Henri Le Berre

Le père de Roger, mon grand-père.

Il s’était engagé dans la marine à 17 ans, juste avant Noël 1909. Sa fiche, conservée au Service Historique de la Marine à Brest, permet de préciser la datation de ces trois photos. La première est prise chez un photographe brestois à l’issue de la formation d’apprentis marins avant la dispersion des matelots. Elle peut être datée du début octobre 1910, puisque le 14 il rejoint le Dépôt de Toulon. La deuxième a été prise à Madagascar, entre le 25 mai 1911 et le 30 mai 1913, période où il a été embarqué sur les torpilleurs basés à Diego-Suarez.

La troisième est confirmée comme étant prise sur le Cuirassé Mirabeau, qui a participé à la 1ère guerre mondiale essentiellement en Méditerranée et sur lequel il a été embarqué comme électricien du 1er avril 1914 au 23 avril 1919. À noter le certificat de bonne conduite obtenue à l’issu de son embarquement, avec la mention « exemplaire ».

Une anecdote concernant cette longue période. Le cuirassé Mirabeau naviguera en Méditerranée orientale pendant la guerre, ayant pour rôle de bloquer le détroit des Dardanelles. Il participe à l’occupation d’Istanbul et finira la campagne de Crimée en février 1919, échoué sur un haut fond.

Des éléments biographiques

Il est né le 13 avril 1892 à Penmarc’h, quartier de l’Île Fougère, d’Alain Le Berre, ferblantier et de Eugénie Enizan, à l’époque ménagère.

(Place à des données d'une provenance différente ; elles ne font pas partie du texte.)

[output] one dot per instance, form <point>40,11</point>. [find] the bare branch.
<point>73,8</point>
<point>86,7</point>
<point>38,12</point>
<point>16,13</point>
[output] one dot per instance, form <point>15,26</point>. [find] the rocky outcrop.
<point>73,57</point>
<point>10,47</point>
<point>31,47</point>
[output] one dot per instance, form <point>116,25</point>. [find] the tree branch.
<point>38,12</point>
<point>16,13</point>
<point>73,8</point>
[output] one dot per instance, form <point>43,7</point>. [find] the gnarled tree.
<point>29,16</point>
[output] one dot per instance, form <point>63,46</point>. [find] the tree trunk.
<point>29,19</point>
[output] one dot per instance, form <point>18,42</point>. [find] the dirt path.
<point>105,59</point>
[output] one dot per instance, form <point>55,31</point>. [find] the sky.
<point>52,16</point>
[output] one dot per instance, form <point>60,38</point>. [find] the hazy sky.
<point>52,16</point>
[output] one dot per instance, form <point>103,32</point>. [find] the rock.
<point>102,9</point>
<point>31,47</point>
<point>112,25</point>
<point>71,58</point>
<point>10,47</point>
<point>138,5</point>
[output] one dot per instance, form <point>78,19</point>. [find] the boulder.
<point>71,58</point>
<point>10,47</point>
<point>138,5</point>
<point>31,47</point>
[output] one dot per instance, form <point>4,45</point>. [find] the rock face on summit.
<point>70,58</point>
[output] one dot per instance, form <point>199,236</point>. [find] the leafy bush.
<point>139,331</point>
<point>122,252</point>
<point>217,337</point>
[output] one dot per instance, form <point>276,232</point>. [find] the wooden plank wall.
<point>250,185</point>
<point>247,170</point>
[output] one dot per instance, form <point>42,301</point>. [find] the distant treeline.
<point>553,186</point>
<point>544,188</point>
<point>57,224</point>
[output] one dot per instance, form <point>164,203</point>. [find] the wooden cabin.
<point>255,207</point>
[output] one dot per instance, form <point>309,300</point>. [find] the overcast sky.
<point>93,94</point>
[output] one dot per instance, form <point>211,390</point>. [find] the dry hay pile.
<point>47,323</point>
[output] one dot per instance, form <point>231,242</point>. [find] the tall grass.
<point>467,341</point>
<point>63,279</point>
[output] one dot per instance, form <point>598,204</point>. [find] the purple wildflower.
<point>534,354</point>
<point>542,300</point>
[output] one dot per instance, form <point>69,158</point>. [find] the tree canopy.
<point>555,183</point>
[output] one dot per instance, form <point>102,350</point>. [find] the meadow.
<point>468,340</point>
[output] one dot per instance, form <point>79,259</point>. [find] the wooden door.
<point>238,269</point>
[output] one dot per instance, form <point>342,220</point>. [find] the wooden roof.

À l’âge de 17 ans, il s’engage dans la marine comme matelot. Il est alors apprenti-boulanger. Sa fiche conservée à Brest donne son parcours, essentiellement à Toulon, avec une formation de torpilleur, qui l’emmène pour deux ans à Madagascar, puis un brevet d’électricien. Il devient alors quartier-maître en janvier 1914 et fera toute la guerre en Méditerranée sur le cuirassé Mirabeau.

Libéré en juin 1919, il entre ensuite dans la société Amieux frères, comme responsable de l’usine de Sauzon. Ce lien est renforcé ou initié par son mariage le 23 août 1919 avec Blanche Miroux, elle-même contremaîtresse à l’usine de Saint-Guénolé, dirigée par son père Charles Miroux jusqu’en 1924.

Le mariage a lieu en août 1919 dans la Tour carrée, vestige de l’église de Saint-Guénolé datant du XVè siècle, et marqué par un grand repas à Saint-Guénolé. Ce que nous ne saurons pas, c’est comment ils se sont rencontrés. Seul indice, la mère d’Henri tenait un débit de boisson tout proche de l’usine où Blanche travaillait.

En 1958, il prend sa retraite à Vannes, rue Pasteur. Il décèdera des suites d’une opération en 1958.

Il appartenait ainsi à une génération d’ouvriers spécialisés issus de la marine, dont les compétences techniques sont mobilisées dans l’industrie des conserveries.

Quelques photos…

Des courriers relatifs à sa fin de vie

J’ajoute en dessous des courriers envoyés par Charlot, Niquette (frère et soeur de Roger) et Mémère (Blanche Miroux) après le décès, brutal et difficile de Pépère. Cela permet de comprendre les causes de son décès, infection nosocomiale vraisemblablement. Il était également touché par la maladie de parkinson.

La lettre de Mémère qui annonce l’hospitalisation de son mari.

Une première lettre de Niquette qui parle de l’hospitalisation de son père`.

La lettre de Niquette qui fait le récit de son décès.

Le courrier de son fils Charles.

Le courrier de sa femme (Mémère) trois semaines après le décès de son mari.

Ses papiers militaires

Dans l’ordre, une photo du Mirabeau, de son registre matricule, disponible en ligne sur le site des archives départementales du Finistère, qui m’a permis d’accéder à sa fiche militaire et donc le relevé de ses services, grades, affectation. S’y trouve également le certificat de bonne conduite et le brevet de torpilleur proviennent des papiers que Françoise m’a transmis. Tous ces documents m’ont permis de retracer ses dix ans dans la Marine Nationale.